As we approach late winter, I’m wondering about keeping greenhouse temps from getting too high. The automatic openers for the vents I’ve seen all kick in between 55F and 60F. Anyone know of an automated opener that can be calibrated to open up around 42F instead?
Exactly - below 42 degrees maintains dormancy. Non electric automated greenhouse window openers are trying to prevent summer heat damage and use a wax which phase changes to liquid to trigger the opener. They are calibrated for warmer temperatures.
I use an ITC 308 Wifi to control my garage tree enclosure. It can turn on heating or cooling based on the temperature settings you provide. You could hook up the louver vent motors to the Cooling outlet and it would open them when the temp got too high.
I don’t know if it would close them though. Just a thought.
I use a similar ITC model to control the heating and cooling of my greenhouse. The louvers close when the fan shuts down. I am thinking of getting separate controllers for heating and cooling. The problem with the dual control is that it wants to drive the temperature to a single set point so once the heater or cooler turn on it does not shut off until that set point is reached. I use a set point of a 35F (1.7C) and the heater kicks in at 33F (0.9C) and the fan for colling kicks in at 39F (3.9C). As a result, the fan stays on a long time even if the nighttime temperature is going to drop below freezing.
I have collected a fair bit of data on the thermal performance (taught thermo, heat transfer, and lab analysis) and I think I want the heater to kick on at an air temp of 32/33F and shut down at 34/35F while the cooling fan should kick in at about 40F and shut down at 38F. This will allow the greenhouse to use a bit of the heat from the day to keep the heater off for a couple of more hours in the evening on a freezing night.
Got it - so I’m going to get an exhaust fan with it’s own thermostatic control. When venting, how do you prevent the cold air being drawn in from shocking the plants. For example, if it’s 15 degrees outside, but sunny. Solar heat gain inside the greenhouse can easily create temperatures over 40 degrees, so the fan comes on. Won’t it be pulling 15 degree air into the greenhouse? Do you screen the intake so that it doesn’t draw across your trees?

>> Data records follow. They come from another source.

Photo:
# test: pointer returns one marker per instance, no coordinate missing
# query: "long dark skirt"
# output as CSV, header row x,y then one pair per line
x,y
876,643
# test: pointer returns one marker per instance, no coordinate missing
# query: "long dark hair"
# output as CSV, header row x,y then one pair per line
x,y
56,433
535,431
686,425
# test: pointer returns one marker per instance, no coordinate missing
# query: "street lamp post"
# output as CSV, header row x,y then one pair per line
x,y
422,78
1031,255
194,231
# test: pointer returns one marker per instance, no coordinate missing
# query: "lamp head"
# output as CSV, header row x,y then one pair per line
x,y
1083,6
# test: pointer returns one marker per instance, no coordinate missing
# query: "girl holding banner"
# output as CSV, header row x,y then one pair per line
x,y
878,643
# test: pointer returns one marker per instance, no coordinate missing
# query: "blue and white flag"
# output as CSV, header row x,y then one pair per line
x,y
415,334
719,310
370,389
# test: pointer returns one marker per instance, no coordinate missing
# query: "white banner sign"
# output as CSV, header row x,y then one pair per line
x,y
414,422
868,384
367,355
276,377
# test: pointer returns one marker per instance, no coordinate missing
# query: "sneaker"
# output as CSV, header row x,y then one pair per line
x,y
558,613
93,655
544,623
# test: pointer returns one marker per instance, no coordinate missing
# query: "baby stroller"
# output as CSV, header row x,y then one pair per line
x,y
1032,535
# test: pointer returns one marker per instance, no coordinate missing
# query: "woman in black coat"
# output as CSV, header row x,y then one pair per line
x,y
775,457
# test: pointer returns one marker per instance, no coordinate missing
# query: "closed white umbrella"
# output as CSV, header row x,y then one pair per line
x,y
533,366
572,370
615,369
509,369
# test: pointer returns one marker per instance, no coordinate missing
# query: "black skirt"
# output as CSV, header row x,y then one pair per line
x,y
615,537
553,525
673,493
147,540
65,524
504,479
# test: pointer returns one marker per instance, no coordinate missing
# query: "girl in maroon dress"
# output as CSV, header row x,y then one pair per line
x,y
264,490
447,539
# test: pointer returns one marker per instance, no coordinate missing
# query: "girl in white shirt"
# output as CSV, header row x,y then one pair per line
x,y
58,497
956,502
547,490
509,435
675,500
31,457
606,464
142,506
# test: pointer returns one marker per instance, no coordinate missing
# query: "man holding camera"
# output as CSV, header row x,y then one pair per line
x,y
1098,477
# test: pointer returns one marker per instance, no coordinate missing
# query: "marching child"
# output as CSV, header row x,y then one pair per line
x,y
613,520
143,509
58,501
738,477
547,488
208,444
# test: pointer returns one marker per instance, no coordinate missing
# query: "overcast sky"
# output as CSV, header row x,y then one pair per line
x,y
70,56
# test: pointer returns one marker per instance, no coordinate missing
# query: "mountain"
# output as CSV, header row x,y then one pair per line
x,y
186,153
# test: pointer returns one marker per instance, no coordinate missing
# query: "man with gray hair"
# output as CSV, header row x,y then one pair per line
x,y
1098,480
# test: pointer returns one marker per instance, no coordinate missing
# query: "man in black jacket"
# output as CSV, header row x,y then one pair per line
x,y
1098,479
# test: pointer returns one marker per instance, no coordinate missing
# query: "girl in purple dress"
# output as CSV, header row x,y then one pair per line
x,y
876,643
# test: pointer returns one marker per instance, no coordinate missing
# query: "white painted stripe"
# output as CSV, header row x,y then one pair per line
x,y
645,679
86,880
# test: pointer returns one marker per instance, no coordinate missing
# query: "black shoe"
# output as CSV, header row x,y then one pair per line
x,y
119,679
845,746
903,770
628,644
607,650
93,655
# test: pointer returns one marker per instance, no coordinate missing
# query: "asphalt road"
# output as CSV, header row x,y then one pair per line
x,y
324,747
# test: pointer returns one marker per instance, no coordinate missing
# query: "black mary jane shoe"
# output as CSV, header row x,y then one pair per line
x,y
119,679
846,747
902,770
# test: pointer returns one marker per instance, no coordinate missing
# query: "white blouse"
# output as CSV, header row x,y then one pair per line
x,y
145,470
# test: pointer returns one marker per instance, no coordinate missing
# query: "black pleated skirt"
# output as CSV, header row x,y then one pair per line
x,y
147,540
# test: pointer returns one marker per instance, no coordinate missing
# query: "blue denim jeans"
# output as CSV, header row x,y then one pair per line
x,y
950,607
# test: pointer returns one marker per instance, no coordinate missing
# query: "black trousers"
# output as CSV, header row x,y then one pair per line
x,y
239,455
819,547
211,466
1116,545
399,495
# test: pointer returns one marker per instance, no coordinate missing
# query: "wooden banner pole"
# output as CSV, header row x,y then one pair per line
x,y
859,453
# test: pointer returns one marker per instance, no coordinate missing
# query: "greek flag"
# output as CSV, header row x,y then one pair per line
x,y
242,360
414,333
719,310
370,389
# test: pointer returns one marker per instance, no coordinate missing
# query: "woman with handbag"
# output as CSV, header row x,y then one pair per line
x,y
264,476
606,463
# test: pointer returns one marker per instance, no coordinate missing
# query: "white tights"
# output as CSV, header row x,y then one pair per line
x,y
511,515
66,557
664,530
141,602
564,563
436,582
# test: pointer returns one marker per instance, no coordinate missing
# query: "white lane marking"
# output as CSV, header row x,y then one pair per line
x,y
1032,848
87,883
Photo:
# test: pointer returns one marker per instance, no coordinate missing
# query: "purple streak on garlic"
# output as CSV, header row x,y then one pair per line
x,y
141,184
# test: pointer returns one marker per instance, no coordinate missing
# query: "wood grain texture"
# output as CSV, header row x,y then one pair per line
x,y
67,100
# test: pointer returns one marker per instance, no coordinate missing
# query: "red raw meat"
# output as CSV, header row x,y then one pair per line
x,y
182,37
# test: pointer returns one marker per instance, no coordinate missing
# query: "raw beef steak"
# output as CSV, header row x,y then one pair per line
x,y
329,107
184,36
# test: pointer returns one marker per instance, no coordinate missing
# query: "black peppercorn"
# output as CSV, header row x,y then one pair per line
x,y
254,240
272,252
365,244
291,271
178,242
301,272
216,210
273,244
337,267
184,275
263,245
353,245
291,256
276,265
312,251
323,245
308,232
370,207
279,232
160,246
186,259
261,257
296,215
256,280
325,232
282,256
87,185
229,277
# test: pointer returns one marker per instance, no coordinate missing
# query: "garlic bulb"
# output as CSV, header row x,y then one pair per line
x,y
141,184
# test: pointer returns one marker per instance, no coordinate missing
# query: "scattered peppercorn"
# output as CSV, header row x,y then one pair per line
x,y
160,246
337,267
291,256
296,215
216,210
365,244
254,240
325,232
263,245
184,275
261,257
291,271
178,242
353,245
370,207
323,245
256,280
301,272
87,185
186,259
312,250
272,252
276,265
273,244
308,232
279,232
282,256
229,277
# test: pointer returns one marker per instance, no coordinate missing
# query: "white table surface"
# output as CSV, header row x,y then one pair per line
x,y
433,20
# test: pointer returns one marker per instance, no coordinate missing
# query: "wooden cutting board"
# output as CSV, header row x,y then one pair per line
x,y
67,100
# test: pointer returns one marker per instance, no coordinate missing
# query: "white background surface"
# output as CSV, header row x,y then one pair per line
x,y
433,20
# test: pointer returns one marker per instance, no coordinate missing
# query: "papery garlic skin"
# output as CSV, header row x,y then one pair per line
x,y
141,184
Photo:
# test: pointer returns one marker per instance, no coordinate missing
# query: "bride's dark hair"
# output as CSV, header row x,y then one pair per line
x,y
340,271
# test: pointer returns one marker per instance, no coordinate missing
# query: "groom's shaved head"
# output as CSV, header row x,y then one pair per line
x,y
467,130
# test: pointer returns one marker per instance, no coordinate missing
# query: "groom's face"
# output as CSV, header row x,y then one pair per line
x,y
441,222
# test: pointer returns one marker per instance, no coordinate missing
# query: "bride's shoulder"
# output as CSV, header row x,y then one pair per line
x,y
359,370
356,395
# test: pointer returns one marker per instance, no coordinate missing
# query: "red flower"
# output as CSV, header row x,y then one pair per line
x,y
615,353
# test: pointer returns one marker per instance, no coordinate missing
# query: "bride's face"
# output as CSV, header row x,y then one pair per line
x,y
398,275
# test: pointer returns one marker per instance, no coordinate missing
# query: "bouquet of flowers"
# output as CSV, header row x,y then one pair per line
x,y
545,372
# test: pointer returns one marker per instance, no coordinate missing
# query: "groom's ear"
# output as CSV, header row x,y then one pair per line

My greenhouse is not glass with shade cloth over the top so it is rarely more than 5F (3.9C) warmer than the outside air. I rely on leakage through various gaps so the incoming air is spread out. If it were to be much warmer than the outside air, I would put a louvered vent at the other end of the greenhouse with some baffles (a couple of spaced burlap or similar open weave cloth) to disperse the cold air.